Other outcomes organizations have realized include:

  • 60-80% faster recovery from incidents via automated playbooks
  • 90% reduction in reported failures via auto-remediation
  • 99.99%+ service availability ensured through rapid incident response

2. Boost IT Productivity via Intelligent Task Automation

IT professionals spend inordinate amounts of time on repetitive, routine tasks like password resets, provisioning cloud resources, or patching systems. Surveys indicate these rote chores consume 25% or more of IT staff time. This constant distraction strains budgets and inhibits innovation.

Event-driven automation allows IT departments to intelligently automate these mundane tasks. Workflows triggered by events like new employee onboarding can automatically provision new laptops and email accounts without IT involvement. Password resets can be handled via self-service workflows rather than manual help desk tickets.

According to Gartner, intelligent automation techniques including event-driven automation can reduce IT operations costs by up to 30% within the next two years. This dramatically lowers costs while freeing up IT staff time to pursue more strategic efforts.

3. Maintain Continuous Compliance and Security

For heavily regulated industries like finance, healthcare, energy, and government, compliance is an immense challenge. Hundreds of internal policies and external regulations must be continuously monitored and enforced. Non-compliance exposes organizations to major financial fines and reputational damage.

Event-driven automation enables continuous compliance by programmatically detecting policy violations or security events and immediately triggering appropriate responses. Security tools like SIEMs generate billions of event data points that can be analyzed in real-time using this approach. Automated responses can instantly isolate compromised systems to limit damage from attacks.

At ScaleFT, event-driven automation reduced the time to identify and disable compromised credentials from 4 hours down to under 60 seconds. By promptly responding to threats, damages and costs were minimized.

Forrester Research estimates that on average, a single breach costs $4.24 million in damages. Event-driven automation not only reduces breach impact but also demonstrates due diligence to regulators.

4. Break Down Tool Silos with Seamless Orchestration

Most enterprises use a diverse array of monitoring, management, and analytics tools across their IT environments. These tools are often siloed, resulting in fragmented data, visibility, and manual processes. This makes end-to-end automation across the toolchain difficult.

Event-driven automation serves as a connective tissue integrating workflows across disparate tools.
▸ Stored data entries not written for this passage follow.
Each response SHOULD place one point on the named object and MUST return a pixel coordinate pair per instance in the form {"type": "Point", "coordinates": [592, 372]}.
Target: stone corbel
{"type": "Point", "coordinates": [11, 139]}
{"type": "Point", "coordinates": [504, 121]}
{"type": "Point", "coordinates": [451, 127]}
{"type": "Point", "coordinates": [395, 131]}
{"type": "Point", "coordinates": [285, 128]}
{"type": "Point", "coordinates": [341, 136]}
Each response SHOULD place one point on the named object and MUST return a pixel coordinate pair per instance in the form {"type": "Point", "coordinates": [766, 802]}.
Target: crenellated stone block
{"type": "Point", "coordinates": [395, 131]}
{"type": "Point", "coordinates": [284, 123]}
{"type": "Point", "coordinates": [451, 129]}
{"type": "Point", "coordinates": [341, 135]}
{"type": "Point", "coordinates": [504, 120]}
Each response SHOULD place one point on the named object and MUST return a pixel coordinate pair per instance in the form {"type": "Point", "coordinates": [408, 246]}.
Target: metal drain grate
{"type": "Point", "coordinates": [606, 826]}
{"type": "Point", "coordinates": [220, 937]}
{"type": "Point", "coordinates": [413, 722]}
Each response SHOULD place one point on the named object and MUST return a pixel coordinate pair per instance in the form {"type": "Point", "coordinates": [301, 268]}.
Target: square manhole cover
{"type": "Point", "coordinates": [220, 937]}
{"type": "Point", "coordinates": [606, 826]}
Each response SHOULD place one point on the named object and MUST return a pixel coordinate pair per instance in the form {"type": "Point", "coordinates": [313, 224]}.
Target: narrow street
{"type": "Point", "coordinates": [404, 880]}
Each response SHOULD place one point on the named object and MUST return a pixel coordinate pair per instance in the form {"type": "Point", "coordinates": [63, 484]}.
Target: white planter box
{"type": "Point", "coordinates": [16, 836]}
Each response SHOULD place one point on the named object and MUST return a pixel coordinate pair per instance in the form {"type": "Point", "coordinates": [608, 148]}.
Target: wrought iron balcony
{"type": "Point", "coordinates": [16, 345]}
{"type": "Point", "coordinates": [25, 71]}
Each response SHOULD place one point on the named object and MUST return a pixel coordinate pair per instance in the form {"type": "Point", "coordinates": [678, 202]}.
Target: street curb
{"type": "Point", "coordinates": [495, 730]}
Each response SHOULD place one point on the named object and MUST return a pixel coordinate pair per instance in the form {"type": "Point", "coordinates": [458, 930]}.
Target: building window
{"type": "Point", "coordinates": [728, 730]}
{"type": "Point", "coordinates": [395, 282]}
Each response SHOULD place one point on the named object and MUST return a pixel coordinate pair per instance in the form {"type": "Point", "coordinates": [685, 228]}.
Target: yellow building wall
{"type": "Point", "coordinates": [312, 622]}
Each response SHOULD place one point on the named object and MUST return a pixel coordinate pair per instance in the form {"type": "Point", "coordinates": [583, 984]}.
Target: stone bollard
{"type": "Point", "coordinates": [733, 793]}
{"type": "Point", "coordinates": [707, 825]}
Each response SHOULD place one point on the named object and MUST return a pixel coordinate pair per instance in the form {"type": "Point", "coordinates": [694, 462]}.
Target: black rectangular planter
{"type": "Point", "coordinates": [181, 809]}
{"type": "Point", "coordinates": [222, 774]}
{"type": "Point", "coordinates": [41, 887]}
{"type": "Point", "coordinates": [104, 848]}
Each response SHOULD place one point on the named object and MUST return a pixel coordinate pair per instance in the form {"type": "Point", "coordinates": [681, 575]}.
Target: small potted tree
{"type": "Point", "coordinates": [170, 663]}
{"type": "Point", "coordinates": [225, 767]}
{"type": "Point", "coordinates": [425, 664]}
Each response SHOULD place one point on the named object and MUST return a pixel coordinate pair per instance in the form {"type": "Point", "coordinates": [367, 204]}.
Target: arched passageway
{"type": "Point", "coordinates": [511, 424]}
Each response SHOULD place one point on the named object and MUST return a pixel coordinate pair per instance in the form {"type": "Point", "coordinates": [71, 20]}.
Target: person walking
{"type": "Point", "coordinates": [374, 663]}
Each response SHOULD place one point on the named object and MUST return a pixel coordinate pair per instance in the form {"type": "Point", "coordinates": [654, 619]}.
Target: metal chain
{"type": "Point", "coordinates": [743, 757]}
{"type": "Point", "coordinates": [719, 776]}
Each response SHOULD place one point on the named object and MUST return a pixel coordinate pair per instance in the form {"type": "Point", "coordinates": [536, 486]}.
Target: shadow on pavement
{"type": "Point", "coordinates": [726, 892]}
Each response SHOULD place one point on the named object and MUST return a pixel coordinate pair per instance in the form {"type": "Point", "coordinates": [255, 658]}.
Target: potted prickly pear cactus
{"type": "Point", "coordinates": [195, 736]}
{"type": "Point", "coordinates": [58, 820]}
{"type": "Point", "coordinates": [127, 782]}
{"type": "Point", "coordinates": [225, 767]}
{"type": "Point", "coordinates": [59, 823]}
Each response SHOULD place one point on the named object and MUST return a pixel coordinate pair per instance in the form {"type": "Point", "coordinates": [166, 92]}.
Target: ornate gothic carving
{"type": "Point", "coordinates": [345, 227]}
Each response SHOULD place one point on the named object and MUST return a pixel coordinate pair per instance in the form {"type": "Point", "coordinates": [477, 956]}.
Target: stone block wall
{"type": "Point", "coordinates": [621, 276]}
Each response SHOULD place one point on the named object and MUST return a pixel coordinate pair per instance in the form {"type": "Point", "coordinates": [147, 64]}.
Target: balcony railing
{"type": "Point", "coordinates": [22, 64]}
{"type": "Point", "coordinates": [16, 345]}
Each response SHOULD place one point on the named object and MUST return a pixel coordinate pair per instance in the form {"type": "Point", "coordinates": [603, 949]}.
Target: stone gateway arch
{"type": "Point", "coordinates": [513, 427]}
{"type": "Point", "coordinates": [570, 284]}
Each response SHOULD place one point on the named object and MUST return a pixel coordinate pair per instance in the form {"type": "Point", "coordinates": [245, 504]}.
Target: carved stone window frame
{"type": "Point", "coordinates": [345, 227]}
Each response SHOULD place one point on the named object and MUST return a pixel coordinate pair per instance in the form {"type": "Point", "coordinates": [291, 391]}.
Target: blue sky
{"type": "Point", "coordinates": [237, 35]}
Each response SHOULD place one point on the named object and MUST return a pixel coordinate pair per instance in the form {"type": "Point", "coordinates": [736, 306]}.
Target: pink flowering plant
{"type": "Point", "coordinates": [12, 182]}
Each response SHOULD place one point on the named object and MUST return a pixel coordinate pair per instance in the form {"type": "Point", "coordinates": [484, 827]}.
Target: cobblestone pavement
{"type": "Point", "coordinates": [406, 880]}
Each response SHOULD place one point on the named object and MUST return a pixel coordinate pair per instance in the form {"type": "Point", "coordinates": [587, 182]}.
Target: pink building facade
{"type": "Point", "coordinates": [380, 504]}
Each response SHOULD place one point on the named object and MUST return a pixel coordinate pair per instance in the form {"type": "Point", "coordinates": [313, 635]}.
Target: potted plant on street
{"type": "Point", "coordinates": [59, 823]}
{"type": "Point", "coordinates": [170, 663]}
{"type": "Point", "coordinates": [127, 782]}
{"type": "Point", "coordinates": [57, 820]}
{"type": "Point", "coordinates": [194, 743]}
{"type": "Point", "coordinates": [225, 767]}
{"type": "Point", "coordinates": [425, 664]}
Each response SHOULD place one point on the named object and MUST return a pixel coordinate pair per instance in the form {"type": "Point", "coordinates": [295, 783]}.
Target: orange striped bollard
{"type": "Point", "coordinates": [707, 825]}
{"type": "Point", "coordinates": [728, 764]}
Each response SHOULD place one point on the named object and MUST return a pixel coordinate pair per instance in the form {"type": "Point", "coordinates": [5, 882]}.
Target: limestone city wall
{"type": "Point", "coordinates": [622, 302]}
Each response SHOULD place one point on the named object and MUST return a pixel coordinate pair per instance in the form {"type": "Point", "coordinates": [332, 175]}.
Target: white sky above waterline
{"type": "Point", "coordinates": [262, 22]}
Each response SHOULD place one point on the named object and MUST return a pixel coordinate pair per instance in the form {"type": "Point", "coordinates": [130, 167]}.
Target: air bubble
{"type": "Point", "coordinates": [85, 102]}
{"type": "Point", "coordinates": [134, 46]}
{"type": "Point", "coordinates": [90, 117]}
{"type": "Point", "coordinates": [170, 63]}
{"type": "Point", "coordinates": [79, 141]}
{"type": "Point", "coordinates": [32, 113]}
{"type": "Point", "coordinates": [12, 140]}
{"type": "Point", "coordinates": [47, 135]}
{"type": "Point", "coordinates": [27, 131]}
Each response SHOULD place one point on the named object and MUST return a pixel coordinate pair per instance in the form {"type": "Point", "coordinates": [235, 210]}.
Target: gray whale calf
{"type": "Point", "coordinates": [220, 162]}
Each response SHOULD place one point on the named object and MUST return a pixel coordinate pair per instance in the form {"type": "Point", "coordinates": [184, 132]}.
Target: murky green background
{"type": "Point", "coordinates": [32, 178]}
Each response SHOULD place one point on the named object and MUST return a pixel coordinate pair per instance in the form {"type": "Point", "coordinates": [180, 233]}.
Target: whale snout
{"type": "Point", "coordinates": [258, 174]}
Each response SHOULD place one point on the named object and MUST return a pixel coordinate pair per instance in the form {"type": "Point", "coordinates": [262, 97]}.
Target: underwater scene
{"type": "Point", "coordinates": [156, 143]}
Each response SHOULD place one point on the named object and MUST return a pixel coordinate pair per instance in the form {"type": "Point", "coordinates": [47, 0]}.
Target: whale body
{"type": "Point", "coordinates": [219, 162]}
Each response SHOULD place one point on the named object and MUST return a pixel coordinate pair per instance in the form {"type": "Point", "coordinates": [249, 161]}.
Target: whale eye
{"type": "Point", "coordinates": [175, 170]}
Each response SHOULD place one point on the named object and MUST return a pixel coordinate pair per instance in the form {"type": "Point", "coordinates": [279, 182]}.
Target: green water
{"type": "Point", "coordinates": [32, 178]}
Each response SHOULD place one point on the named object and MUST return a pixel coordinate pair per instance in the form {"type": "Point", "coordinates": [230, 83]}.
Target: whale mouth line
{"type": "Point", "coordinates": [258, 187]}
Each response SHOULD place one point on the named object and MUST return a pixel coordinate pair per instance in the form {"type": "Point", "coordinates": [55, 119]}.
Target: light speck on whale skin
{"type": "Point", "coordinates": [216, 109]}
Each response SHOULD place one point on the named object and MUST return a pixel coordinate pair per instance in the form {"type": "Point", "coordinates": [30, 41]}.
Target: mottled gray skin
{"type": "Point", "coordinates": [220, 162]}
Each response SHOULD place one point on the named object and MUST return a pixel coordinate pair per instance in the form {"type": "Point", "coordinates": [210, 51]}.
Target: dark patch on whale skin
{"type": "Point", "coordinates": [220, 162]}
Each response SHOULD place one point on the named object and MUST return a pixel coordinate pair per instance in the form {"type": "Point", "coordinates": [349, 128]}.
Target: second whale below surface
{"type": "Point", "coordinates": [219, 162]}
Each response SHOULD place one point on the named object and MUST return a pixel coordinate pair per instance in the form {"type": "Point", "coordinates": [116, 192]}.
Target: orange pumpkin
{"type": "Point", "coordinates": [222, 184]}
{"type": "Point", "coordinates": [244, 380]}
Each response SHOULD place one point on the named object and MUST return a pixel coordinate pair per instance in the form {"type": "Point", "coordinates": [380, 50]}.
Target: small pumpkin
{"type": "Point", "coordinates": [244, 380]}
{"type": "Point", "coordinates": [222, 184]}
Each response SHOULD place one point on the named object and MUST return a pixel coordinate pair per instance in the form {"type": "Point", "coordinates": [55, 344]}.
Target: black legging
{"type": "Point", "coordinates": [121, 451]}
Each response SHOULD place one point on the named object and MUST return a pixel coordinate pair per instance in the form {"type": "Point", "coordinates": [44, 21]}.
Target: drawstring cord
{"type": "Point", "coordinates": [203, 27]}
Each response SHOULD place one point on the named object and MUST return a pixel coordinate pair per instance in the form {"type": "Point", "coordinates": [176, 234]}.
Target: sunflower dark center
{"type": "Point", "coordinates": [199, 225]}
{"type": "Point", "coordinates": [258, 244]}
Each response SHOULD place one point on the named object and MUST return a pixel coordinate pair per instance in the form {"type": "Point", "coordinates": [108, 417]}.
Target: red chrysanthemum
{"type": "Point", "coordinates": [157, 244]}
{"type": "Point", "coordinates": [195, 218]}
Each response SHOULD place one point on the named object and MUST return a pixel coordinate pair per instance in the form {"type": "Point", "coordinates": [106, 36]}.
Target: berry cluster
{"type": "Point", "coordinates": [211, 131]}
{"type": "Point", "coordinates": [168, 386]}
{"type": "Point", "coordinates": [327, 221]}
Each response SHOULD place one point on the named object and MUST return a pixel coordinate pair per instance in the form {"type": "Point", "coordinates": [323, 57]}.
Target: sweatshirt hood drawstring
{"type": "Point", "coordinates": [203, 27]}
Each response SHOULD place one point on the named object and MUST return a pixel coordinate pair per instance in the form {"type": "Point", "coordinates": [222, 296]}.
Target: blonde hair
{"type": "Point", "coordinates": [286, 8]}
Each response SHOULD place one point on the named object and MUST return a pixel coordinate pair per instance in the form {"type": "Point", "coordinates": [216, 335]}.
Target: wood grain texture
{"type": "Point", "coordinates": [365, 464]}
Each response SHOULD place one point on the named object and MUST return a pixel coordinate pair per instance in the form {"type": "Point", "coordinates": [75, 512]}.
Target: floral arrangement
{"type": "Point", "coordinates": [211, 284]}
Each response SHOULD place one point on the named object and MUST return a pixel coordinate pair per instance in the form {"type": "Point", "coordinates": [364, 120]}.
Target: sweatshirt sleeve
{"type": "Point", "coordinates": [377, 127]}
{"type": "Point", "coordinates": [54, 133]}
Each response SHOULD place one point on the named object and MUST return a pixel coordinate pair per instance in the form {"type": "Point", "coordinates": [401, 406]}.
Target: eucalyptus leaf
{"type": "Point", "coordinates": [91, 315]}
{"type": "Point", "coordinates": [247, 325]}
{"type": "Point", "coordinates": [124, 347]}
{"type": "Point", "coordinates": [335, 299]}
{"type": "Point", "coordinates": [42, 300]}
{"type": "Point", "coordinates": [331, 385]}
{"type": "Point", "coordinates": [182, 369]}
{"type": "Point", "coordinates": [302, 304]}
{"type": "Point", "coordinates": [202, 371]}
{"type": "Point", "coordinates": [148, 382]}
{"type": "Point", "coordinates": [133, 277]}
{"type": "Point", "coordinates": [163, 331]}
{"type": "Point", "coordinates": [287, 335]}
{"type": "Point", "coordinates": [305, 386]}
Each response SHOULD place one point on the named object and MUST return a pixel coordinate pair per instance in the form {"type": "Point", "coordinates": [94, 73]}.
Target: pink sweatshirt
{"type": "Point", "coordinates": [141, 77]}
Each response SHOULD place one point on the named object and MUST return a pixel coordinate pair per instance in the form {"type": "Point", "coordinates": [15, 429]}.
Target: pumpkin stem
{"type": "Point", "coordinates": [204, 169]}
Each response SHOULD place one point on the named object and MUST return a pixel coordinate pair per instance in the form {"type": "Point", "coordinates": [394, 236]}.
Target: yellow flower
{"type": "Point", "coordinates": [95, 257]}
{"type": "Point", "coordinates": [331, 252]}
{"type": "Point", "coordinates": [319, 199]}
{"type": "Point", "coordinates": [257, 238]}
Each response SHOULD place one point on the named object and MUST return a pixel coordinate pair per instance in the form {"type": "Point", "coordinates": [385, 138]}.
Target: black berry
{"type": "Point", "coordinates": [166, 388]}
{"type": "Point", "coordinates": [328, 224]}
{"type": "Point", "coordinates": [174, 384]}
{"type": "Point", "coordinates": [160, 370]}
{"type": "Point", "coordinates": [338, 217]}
Standard event buses and publish-subscribe architectures allow tools to seamlessly interoperate using normalized event data schemas.

For example, availability events from an APM tool can trigger auto-scaling actions by an infrastructure management tool. Security events from a SIEM may automatically enrich events in an ITSM. This enables end-to-end automation across fragmented toolsets.

Leading platforms like HashiCorp Consul and tools like Kafka broker provide an event-driven backbone to break down automation silos. Workflows become transparently connected across tools. Teams gain unified visibility and can automate processes from end to end.

Hopefully these use cases illustrate why event-driven automation should be a foundational pillar of IT operations in 2024 and beyond. The scale of modern IT is simply unsustainable without it. Here are a few parting recommendations on getting started:

  • Instrument critical systems to capture a broad stream of events, context, and telemetry.

  • Analyze and aggregate event streams into unified dashboards for visibility.

  • Develop playbooks to automate response workflows for common events.

  • Start small with low-risk use cases and expand from there.

  • Invest in integration and messaging to connect events across tools.

  • Build skills in areas like event streaming, automation engineering, and machine learning.

While challenges like process change management exist, the benefits dramatically outweigh the investments. Leading IT organizations recognize event-driven automation as a core competency they must build for the future. The time to start is now.